In particular, it was argued on his behalf that the judge had failed to enquire about the documentation required to facilitate the return of an individual to the IKR and factors concerning relocation to Baghdad, including the availability of a Civil Status Identity Document (CSID), ability to speak Arabic and family support.
At the hearing before the UT it was acknowledged on behalf of the respondent that the decision of the FTT failed to set out the relevant factors for return to Baghdad, but the refusal of the appellant’s claim was primarily on the basis that return to Baghdad would only be a transitional move for onward travel to the IKR.
It was submitted on behalf of the appellant that he would be “stranded” in Baghdad as his “laissez passer” - the document issued by the Iraqi authorities allowing a person such as the appellant to return to Iraq - would be taken from him upon arrival, and the country guidance was silent about the documentation required for onward travel.
But the UT concluded that the FTT made no material error of law and dismissed the appeal, having found that the appellant was an educated young man who could speak Kurdish, Arabic and some English, who would be able to obtain employment, who had family in Iraq, and who would also be able to obtain the necessary travel documentation to relocate from Baghdad to the IKR.
The appellant appealed to the Court of Session on the basis that the UT judge had “misunderstood or misapplied” the revised country guidance issued by the Court of Appeal in AA (Iraq) in relation to internal movement from Baghdad to the IKR, and that there were “insufficient findings of fact” by the UT in relation to that country guidance.
It was submitted that both the UT judge and the FTT judge “materially erred in law” in applying the test of internal relocation from Iraq to the IKR.
In the course of the appeal hearing, having heard the submissions made on behalf of the appellant, counsel for the respondent conceded that the appeal should be allowed and accordingly that the decision of the UT should be set aside with the case remitted to the UT with directions for its reconsideration.
The appeal judges issued guidance for consideration by the UT.

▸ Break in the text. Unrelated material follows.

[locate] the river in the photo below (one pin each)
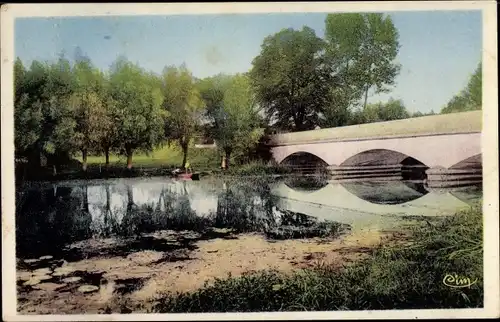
(50, 216)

In a written note, Lord Brodie said: “In the present case when it was before the FTT and the UT, consideration of the question as to whether a requirement for relocation to the IKR would be unduly harsh, appears to have focused on the need for documentation for the purpose of travel, the assumption being that if the appellant could make his way to the IKR all would be, if not well, at least tolerable.
“It appeared to us that that approach is rather to ignore other difficulties (in obtaining assistance from the State and obtaining employment and perhaps accommodation) which the appellant may face consequent on inadequate documentation, coupled with the absence of immediate family support.
“We have in mind the importance of having a CSID and the potential difficulty of obtaining it, particularly where the appellant would be at risk in his home Governorate and may be unable to enlist family assistance.
“The FTT assumed that the appellant would be able to obtain employment in the IKR. Clearly that is of importance if the appellant is to be taken to be likely to be able to support himself in an area where he would appear to have no family, and therefore no help from that quarter.
“Because the ability to secure employment is important the question arises as to what documentation might be required in that connection (a matter addressed in the following paragraph of this Note under reference to the now current country guidance).
“This would seem to point to a need to make enquiry about a number of matters before it could be concluded that requiring the appellant to relocate to the IKR would not be unduly harsh. That enquiry might begin, but not necessarily end, with consideration of how likely it is that the appellant will be able to acquire a CSID.”